Optimizing Iceberg tables - Amazon Glue
Services or capabilities described in Amazon Web Services documentation might vary by Region. To see the differences applicable to the China Regions, see Getting Started with Amazon Web Services in China (PDF).

Optimizing Iceberg tables

Amazon Glue supports various table optimization options to help manage and optimize Iceberg tables used by the Amazon analytical engines and ETL jobs. These optimizers provide efficient disk space utilization, improved query performance, and data management. There are three types of table optimizers available in Amazon Glue:

  • Compaction – Data compaction compacts small data files to reduce disk space usage and improve read performance.

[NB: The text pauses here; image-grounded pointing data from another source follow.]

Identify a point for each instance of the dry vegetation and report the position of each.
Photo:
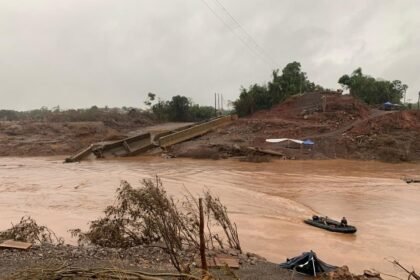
(147, 216)
(28, 230)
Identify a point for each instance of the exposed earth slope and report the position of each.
(340, 125)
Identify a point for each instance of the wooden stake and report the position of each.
(202, 240)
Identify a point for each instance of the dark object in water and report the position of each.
(411, 180)
(329, 224)
(308, 263)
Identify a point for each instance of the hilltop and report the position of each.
(341, 126)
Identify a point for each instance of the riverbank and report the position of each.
(268, 201)
(140, 258)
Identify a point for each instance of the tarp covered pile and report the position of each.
(308, 263)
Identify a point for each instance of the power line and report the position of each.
(254, 51)
(258, 46)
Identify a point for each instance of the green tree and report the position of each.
(258, 97)
(371, 90)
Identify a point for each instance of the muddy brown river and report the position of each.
(268, 201)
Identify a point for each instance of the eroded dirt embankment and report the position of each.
(347, 129)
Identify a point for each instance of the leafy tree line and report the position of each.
(179, 108)
(373, 91)
(258, 97)
(94, 113)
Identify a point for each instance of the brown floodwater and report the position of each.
(268, 201)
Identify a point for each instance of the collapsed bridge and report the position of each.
(143, 142)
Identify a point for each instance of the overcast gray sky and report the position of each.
(79, 53)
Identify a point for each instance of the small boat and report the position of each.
(329, 224)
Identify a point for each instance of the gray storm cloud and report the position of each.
(81, 53)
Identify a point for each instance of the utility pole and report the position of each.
(222, 104)
(218, 102)
(215, 109)
(418, 102)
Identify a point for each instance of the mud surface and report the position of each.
(267, 200)
(347, 129)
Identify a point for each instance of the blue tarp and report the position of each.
(308, 142)
(308, 263)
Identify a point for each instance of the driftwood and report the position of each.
(411, 274)
(100, 273)
(202, 238)
(265, 151)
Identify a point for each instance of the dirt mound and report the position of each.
(307, 104)
(347, 128)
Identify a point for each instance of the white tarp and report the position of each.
(284, 139)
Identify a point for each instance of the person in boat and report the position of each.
(344, 222)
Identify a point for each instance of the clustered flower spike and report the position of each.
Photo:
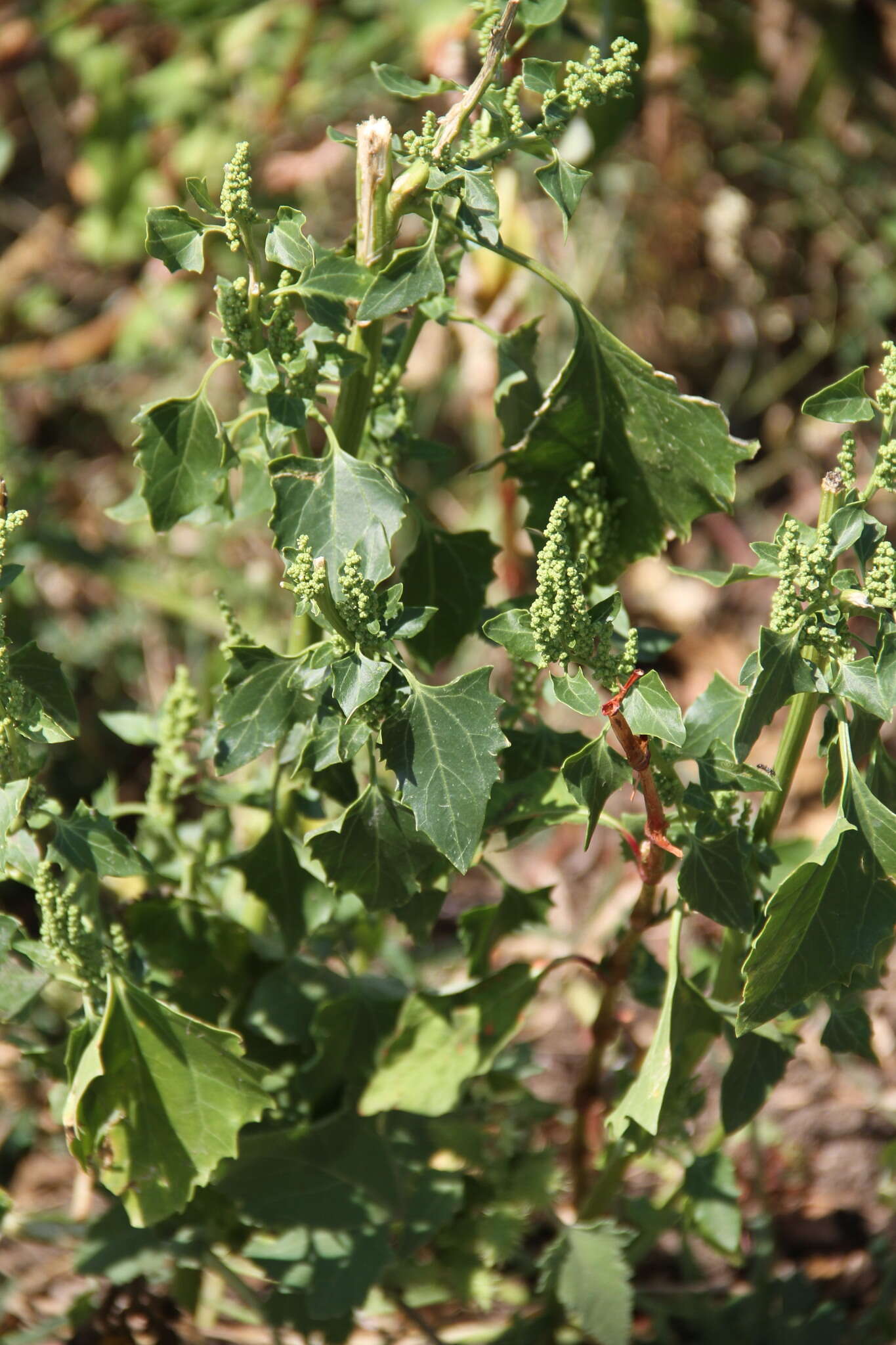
(880, 581)
(66, 930)
(884, 474)
(14, 697)
(847, 460)
(561, 622)
(360, 607)
(591, 518)
(233, 310)
(887, 390)
(172, 766)
(303, 576)
(237, 195)
(599, 78)
(786, 608)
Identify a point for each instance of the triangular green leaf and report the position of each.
(594, 774)
(667, 459)
(375, 850)
(340, 505)
(272, 871)
(158, 1101)
(265, 694)
(51, 715)
(183, 458)
(412, 276)
(844, 403)
(651, 711)
(563, 183)
(450, 572)
(782, 671)
(93, 844)
(175, 238)
(286, 244)
(824, 921)
(442, 747)
(717, 881)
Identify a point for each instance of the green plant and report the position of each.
(276, 1090)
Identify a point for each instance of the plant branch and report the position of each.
(457, 116)
(603, 1032)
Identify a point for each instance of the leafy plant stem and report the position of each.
(456, 119)
(603, 1030)
(798, 724)
(372, 249)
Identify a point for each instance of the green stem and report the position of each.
(372, 250)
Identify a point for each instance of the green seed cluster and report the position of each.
(887, 390)
(601, 78)
(237, 195)
(360, 607)
(593, 518)
(236, 632)
(14, 697)
(524, 685)
(884, 474)
(419, 146)
(561, 622)
(880, 581)
(786, 607)
(66, 931)
(815, 569)
(303, 576)
(847, 460)
(233, 311)
(512, 106)
(282, 338)
(172, 766)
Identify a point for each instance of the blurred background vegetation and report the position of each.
(739, 232)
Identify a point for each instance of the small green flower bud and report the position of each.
(237, 195)
(887, 390)
(847, 460)
(172, 766)
(884, 474)
(561, 621)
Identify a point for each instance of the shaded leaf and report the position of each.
(51, 715)
(341, 505)
(782, 673)
(265, 693)
(156, 1102)
(716, 879)
(375, 850)
(563, 183)
(93, 844)
(286, 244)
(412, 276)
(183, 458)
(594, 774)
(175, 238)
(757, 1064)
(272, 871)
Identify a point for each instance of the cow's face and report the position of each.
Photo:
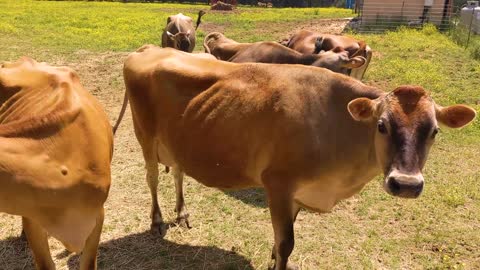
(181, 40)
(406, 122)
(338, 60)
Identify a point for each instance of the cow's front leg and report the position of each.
(38, 242)
(88, 260)
(157, 226)
(283, 211)
(182, 214)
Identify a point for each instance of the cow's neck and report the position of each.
(307, 59)
(349, 160)
(35, 112)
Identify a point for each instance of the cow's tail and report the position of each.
(213, 36)
(199, 19)
(318, 45)
(122, 112)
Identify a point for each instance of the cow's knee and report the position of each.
(38, 242)
(180, 208)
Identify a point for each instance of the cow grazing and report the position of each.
(271, 52)
(308, 42)
(309, 136)
(222, 6)
(55, 160)
(179, 33)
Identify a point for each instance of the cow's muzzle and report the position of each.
(404, 185)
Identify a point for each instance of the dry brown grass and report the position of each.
(232, 230)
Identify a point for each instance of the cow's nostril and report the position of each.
(394, 186)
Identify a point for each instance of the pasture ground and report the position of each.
(232, 230)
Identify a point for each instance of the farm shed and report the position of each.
(412, 12)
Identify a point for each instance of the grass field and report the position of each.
(232, 230)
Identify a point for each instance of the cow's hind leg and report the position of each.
(38, 242)
(182, 214)
(283, 211)
(88, 261)
(157, 226)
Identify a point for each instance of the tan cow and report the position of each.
(227, 49)
(309, 136)
(179, 32)
(308, 42)
(56, 146)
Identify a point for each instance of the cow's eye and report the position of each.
(434, 133)
(381, 127)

Data files are merged and rewritten to remove obsolete data and consolidate fragmented data into larger, more efficient files. Compaction can be configured to run automatically or manually triggered as needed.

  • Snapshot retention – Snapshots are timestamped versions of an iceberg table. Snapshot retention configurations allow customers to enforce how long to retain snapshots and how many snapshots to retain. Configuring a snapshot retention optimizer can help manage storage overhead by removing older, unnecessary snapshots and their underlying files.

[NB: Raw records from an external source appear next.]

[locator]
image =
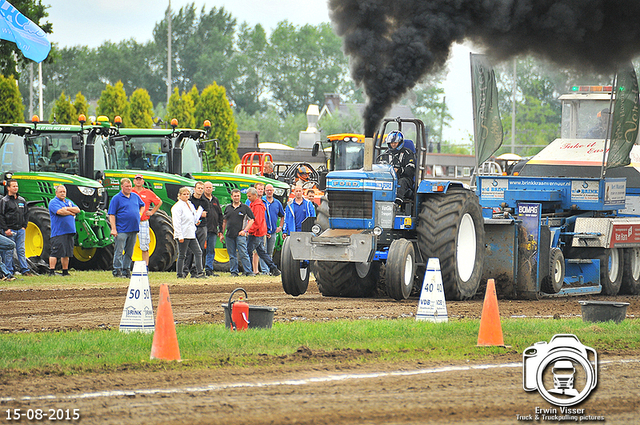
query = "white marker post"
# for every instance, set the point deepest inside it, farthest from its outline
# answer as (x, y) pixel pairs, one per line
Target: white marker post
(432, 306)
(137, 315)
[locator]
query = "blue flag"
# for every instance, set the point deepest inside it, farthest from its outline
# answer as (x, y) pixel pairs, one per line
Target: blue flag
(16, 27)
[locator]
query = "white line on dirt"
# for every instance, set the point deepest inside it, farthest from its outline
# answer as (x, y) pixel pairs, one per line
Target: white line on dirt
(304, 381)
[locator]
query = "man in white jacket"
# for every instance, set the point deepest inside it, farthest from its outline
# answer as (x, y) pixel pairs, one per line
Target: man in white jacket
(184, 217)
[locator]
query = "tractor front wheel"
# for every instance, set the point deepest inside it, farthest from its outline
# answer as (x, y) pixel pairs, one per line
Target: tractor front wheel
(611, 265)
(38, 235)
(631, 273)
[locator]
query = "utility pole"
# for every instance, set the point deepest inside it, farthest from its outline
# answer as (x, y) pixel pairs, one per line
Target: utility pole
(444, 104)
(40, 101)
(30, 89)
(168, 52)
(513, 108)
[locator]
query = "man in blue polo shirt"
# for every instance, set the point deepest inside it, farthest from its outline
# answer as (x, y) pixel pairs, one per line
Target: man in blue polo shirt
(62, 212)
(274, 212)
(125, 210)
(297, 211)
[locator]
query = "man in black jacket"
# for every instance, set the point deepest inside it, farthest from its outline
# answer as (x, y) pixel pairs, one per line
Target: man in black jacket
(198, 200)
(13, 224)
(403, 161)
(214, 227)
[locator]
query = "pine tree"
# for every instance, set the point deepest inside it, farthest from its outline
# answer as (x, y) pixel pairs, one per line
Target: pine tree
(141, 109)
(181, 108)
(214, 106)
(11, 106)
(81, 105)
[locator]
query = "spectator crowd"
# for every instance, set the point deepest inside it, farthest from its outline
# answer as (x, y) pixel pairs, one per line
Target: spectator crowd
(248, 229)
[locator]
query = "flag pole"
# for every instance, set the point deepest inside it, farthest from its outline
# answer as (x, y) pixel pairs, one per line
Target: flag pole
(40, 101)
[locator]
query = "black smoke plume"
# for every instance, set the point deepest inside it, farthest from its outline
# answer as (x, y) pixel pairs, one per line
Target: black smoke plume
(393, 43)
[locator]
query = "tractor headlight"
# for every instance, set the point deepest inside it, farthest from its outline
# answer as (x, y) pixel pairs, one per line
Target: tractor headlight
(88, 191)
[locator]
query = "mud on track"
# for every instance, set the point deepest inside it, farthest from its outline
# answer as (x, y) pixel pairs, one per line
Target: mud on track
(65, 307)
(225, 395)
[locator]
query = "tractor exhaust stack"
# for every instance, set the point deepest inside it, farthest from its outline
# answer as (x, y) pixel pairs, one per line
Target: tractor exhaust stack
(368, 153)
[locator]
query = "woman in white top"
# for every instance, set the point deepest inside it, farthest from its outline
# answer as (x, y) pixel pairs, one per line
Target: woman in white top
(185, 217)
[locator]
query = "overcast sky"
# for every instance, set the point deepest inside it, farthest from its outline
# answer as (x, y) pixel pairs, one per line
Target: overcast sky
(92, 22)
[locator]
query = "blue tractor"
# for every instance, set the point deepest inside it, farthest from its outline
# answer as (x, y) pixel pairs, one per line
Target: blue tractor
(360, 237)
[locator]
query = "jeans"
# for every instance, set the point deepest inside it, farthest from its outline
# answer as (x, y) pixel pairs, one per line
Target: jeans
(238, 244)
(6, 245)
(18, 238)
(201, 237)
(193, 247)
(125, 241)
(211, 250)
(271, 244)
(257, 243)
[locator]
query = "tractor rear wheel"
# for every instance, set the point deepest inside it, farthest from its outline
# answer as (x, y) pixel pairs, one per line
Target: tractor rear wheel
(38, 235)
(451, 228)
(163, 248)
(631, 273)
(611, 265)
(401, 268)
(352, 280)
(295, 273)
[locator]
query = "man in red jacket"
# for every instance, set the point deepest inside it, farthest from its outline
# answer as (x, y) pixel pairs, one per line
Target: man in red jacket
(258, 229)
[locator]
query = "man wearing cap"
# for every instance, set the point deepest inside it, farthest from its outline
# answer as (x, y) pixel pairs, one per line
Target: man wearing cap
(125, 210)
(62, 213)
(148, 197)
(198, 200)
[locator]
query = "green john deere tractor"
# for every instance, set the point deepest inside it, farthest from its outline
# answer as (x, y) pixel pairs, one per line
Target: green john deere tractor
(181, 153)
(41, 157)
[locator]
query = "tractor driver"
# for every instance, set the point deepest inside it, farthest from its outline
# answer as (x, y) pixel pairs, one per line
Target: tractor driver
(302, 174)
(403, 161)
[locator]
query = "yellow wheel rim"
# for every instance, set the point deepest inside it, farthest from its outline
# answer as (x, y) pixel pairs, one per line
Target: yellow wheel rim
(82, 254)
(137, 253)
(222, 256)
(34, 241)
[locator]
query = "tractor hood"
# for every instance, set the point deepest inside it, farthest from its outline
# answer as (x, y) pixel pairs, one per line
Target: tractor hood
(56, 179)
(380, 172)
(579, 158)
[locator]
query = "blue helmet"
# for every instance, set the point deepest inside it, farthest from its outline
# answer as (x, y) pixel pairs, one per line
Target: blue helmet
(395, 136)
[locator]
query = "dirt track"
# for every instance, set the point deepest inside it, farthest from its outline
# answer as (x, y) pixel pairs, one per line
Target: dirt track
(493, 395)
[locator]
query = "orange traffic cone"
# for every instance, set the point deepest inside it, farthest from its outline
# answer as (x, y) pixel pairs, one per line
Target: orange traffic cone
(490, 329)
(165, 340)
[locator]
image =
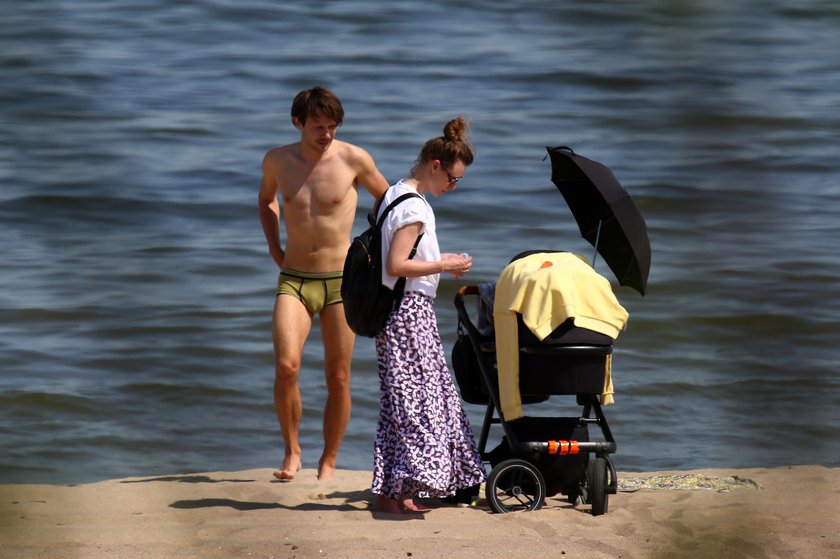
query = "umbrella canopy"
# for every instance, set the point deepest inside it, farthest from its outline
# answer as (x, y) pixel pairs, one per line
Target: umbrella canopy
(605, 214)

  • Orphan file deletion – Orphan files are files that are no longer referenced by the Iceberg table metadata. These files can accumulate over time, especially after operations like table deletions or failed ETL jobs. Enabling orphan file deletion allows Amazon Glue to periodically identify and remove these unnecessary files, freeing up storage.

You can enable or disable compaction, snapshot retention, and orphan file deletion for individual Iceberg tables in the Amazon Glue Data Catalog using the Amazon Glue console, Amazon CLI, or Amazon Glue API operations.